# Rest between workouts



## Andy89 (Aug 31, 2006)

Hi guys, after abit of time out of training I have started again with the following routine.

Bench press, shoulder press, dips, close grip bench press

Deadlifts, rows, pulldown, bicep curls

Squats, Calf raises, leg extensions, hamstring curls

I have a days rest in between each workout. However, I've been told that I should have 2 days rest after the deadlifting workout to allow for full recovery before my legs workout. Is this true? I've just been having a days rest in between each as i'm really enjoying my training again and I've been wanting to workout as much as possible.

Many thanks, Andy


----------



## gingernut (Dec 11, 2006)

Don't see any reason to have 2 days rest, so long as you don't have bad DOMS in the legs.


----------



## jordan_ (Mar 5, 2011)

Agree with Lancashirerose. I've trained back then legs the following day no problem. If your not aching or sore crack on


----------



## ozzy69 (Jul 7, 2012)

how old are you? the older you get the more rest you need but otherwise one day is all you should need with a good diet and proper sleep


----------



## Chrissy....... (Nov 25, 2013)

Dont see much problem. Legs are involved in deads though. You could slot your chest day between back and legs.


----------



## Loz1466868022 (Oct 12, 2011)

I normall do legs monday and back friday with deads so giving the weekend off. Works well for me


----------



## jordan_ (Mar 5, 2011)

At the end of the day it's whatever works for you mate


----------



## Andy89 (Aug 31, 2006)

Thanks for the reply guys! I'm 23, everything seems to be okay with how i'm doing it at the moment, and i'm feeling nice and strong when working out so i'll just carry on and see how it goes then! I was just worried that my muscles weren't getting enough rest thus preventing maximum muscle growth.


----------



## AChappell (Jun 1, 2011)

I disagree with the above, I think by all accounts it depends on how hard you train your legs, there's more a stake here than simply DOMS to contend with, while it can take much longer than 72hrs for a bodypart to fully recover. The stress on your CNS will be massive following a heavy squat day, and since similar muscle groups are used during exercises like deadlifts you'll inevitably be fatigued. The weight you can lift or your form will suffer as a consequence and since numbers are important for the natural bodybuilder I think I'd much rather follow a routine that allows you to hit big numbers consistently.


----------



## Loz1466868022 (Oct 12, 2011)

Andy what your thoughts on running/jogging the day after training legs would you say that the same appplies for cardio too or would it be okay too run the day after??

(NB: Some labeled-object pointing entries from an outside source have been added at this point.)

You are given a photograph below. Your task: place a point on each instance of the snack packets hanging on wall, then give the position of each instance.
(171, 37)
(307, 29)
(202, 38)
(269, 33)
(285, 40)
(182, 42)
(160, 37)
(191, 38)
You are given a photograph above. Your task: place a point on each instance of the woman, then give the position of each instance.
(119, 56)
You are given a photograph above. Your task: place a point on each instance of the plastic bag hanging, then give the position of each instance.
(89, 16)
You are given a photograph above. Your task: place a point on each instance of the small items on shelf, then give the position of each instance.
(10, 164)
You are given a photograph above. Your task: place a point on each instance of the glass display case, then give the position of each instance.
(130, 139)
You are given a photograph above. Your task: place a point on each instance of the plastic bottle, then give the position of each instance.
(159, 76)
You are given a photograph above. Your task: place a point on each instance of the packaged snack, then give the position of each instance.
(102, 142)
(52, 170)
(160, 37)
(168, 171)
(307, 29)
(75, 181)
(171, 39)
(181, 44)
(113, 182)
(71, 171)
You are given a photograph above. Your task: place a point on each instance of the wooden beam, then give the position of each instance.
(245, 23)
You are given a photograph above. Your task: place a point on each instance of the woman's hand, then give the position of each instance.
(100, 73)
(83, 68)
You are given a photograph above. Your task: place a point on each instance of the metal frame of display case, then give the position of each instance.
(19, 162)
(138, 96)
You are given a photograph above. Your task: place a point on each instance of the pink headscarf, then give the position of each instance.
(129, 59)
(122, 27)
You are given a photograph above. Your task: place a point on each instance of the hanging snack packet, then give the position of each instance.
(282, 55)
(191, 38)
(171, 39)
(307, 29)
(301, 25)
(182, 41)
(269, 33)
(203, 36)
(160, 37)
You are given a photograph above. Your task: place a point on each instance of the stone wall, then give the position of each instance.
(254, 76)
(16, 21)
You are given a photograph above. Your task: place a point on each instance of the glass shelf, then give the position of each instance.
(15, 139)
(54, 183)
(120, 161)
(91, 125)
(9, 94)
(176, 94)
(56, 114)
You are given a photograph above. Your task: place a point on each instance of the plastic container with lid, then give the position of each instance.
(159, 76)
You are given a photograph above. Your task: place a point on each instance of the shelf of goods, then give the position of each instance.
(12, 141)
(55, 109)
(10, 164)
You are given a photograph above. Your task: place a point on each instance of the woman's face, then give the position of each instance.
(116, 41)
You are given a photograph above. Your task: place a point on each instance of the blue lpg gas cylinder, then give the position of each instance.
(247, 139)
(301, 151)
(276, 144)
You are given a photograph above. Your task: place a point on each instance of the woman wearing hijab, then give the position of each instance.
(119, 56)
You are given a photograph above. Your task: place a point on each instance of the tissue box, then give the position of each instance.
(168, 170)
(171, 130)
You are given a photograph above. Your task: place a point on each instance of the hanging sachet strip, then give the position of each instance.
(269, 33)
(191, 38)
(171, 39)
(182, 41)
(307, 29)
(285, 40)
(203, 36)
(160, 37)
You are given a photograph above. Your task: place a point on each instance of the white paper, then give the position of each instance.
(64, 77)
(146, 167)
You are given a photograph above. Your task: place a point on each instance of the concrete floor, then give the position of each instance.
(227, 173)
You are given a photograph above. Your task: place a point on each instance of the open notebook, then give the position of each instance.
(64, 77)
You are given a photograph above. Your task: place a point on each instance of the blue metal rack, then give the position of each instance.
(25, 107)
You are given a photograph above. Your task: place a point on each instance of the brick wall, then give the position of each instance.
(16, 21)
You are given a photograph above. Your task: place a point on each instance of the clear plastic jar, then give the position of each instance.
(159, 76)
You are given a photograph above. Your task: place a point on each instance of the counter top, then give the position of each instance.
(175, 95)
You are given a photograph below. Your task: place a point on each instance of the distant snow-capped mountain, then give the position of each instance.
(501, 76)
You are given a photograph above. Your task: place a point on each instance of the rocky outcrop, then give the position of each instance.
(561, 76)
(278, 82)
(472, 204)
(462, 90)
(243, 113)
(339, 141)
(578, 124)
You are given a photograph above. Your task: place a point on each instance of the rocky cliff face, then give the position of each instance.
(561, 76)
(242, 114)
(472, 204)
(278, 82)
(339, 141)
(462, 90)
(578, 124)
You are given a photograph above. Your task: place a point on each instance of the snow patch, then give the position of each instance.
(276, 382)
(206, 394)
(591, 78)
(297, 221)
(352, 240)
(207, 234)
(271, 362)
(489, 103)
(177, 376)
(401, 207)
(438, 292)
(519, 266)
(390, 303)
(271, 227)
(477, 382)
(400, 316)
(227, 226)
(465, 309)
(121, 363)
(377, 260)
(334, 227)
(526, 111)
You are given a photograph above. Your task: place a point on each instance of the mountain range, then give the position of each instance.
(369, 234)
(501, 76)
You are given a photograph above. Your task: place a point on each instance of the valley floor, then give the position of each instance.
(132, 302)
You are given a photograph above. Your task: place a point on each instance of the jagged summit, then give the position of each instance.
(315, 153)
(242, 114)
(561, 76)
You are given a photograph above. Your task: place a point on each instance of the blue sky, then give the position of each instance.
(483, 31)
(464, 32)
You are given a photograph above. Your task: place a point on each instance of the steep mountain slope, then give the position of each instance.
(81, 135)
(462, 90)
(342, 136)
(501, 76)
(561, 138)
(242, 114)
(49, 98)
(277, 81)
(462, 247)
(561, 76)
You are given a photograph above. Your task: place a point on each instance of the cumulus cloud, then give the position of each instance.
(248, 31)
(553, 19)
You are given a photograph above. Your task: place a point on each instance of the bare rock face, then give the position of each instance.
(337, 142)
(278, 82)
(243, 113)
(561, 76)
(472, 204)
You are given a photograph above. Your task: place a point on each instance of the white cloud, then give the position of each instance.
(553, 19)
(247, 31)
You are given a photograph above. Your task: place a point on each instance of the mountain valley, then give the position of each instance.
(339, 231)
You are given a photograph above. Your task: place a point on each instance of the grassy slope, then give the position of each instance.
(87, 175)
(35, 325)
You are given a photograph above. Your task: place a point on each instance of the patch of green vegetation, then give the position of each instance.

re posted from other thread


----------



## Andy89 (Aug 31, 2006)

Thanks for the replys - what sort of routine do you think would be best AChappell? I got told that this push/pull/legs workout would be the best for getting back into it. My legs are normally abit stiff the day after training my legs Loz but I'd still be okay to go for a jog.


----------



## crazycal1 (Sep 21, 2005)

imo the body should be treated as a whole entity.

if youve trained legs and you train chest the day after just cos your chest aching it doesnt mean your bodys not needing to recover still.

so your enthusiasm will grow you less muscle.

take an extra days rest and you`ll grow..

the dorian yates analogy of rubbing sandpaper over a fresh wound is still appropriate even if youre training diff bodyparts.

in the end you will get caught out and end up overtrained.

knowing your body and taking off your rose tinted spectacles is uber important and resting appropriately is the key.

be humble and kick your ego into place.

either that or take some gear cos training naturally on an inappropriate routine based on gear use wont work.

you`ll then find you can only train whilst on and claim natty periods are maintance modes.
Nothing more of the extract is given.